El amor, empezando por uno mismo

Yo no creo que podamos ofrecer a otros lo que no somos capaces de darnos a nosotros mismos. ¿Cómo podría una fuente vacía derramarse hacia afuera?

He aquí un tema que se hace presente en mi cotidianeidad,  cuando me cruzo en el camino de personas que están mal en su vida, y se esfuerzan por huir de forma más o menos consciente, volviéndose hacia otros, intentando “salvar el planeta”. A mi modo de ver, esta entrega de sí mismo unilateral solo puede saldarse con un agotamiento progresivo, una agria y profunda frustración…

Nuestro abultado pasado judeocristiano ha condicionado sin duda ampliamente a las generaciones que nos han precedido, condicionamientos que por otro lado hemos heredado a nuestra vez. Es evidente que ese pasado nunca ha incitado a las personas a cuidar de sí mismas, a hacerse bien, a nutrir de amor sus propias partes de sombra… De esta forma, el ser humano ha perdido poco a poco la capacidad de darse, y por tanto, de recibir. Todos los esquemas inculcados en este sentido por las religiones, a lo largo de los siglos, no han sido sino cebos que apuntaban a arrebatarle al ser humano su propia autonomía, su estima personal.

El amor es la esencia de la vida, está presente en cada ser, y busca, de un modo u otro, emanar hacia fuera.  Nuestras heridas y múltiples condicionamientos nos vuelven más o menos impermeables a este amor y cuando no somos capaces de percibirlo, de impregnarnos de él, concentramos toda nuestra energía en proyectarlo sobre otros, algo así como la imagen de una linterna oscura que tratara desesperadamente de iluminar lo que le rodea…

De esta forma, llegamos a decir “te quiero” a nuestros seres queridos sin haber experimentado nunca ese amor, y esperamos de ellos que nos devuelvan el mismo amor que somos incapaces de ofrecernos a nosotros mismos. La declaración emana entonces como una falsa nota, no como la expresión de un sentimiento vivo, sino como una proyección de nuestra mente, que intenta desesperadamente comprender el amor sustituyendo al corazón. Y así, lo que tomamos por amor es de hecho una forma de atadura condicional, de dependencia afectiva, de vínculo manipulador, de expectativa, de posesión, de confinamiento en la exclusión… Toda una paleta de desvíos y distorsiones que el ser impermeable puede gestionar intelectualmente, pero que no es, en definitiva, más que la sombra de lo impalpable.

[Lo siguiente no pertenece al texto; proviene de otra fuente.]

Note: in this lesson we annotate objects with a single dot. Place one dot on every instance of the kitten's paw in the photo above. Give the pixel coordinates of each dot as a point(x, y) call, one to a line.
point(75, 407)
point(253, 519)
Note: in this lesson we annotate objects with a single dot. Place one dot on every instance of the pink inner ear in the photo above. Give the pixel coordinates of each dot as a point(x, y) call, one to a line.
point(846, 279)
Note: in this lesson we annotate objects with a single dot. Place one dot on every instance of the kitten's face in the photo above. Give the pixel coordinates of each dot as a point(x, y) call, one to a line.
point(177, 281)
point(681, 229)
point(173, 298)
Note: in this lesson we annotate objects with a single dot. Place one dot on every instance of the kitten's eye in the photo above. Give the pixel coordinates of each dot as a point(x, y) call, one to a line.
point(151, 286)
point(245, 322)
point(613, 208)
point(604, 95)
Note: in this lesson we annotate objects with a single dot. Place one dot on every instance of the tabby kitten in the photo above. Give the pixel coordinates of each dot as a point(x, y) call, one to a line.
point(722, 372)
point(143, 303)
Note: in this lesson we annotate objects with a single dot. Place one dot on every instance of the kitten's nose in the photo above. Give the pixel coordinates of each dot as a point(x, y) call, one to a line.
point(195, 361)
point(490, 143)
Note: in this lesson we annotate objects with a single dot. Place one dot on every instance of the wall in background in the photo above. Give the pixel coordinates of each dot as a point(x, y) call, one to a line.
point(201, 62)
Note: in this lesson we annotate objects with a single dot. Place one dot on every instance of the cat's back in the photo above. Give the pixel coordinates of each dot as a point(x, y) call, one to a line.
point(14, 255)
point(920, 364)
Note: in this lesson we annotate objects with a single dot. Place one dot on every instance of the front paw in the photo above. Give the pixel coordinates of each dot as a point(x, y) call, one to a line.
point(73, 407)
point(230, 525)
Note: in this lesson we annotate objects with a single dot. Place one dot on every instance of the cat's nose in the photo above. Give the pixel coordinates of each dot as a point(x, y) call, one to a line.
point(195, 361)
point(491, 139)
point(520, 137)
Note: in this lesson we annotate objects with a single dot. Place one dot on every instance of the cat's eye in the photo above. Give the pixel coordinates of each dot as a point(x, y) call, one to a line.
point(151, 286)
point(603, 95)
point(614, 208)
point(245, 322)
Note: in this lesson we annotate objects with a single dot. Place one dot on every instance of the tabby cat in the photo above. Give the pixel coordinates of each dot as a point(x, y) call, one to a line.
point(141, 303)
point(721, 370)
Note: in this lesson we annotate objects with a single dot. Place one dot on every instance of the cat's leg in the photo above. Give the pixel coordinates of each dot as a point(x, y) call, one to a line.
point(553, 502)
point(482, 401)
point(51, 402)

Por ello, estoy íntimamente convencido de que hay que empezar por arrojar luz sobre nuestra casa antes de querer iluminar la de los vecinos. Cuanto más inunde esa luz nuestro propio hogar, tanto más podrá emanar de nosotros, incondicionalmente, sin esperar nada a cambio. Cuando nos sentimos plenos, se extingue la necesidad de esperar que otros se conviertan en nuestros camellos: ya no hay necesidad de buscarla afuera, puesto que cada uno se hace depositario de la misma.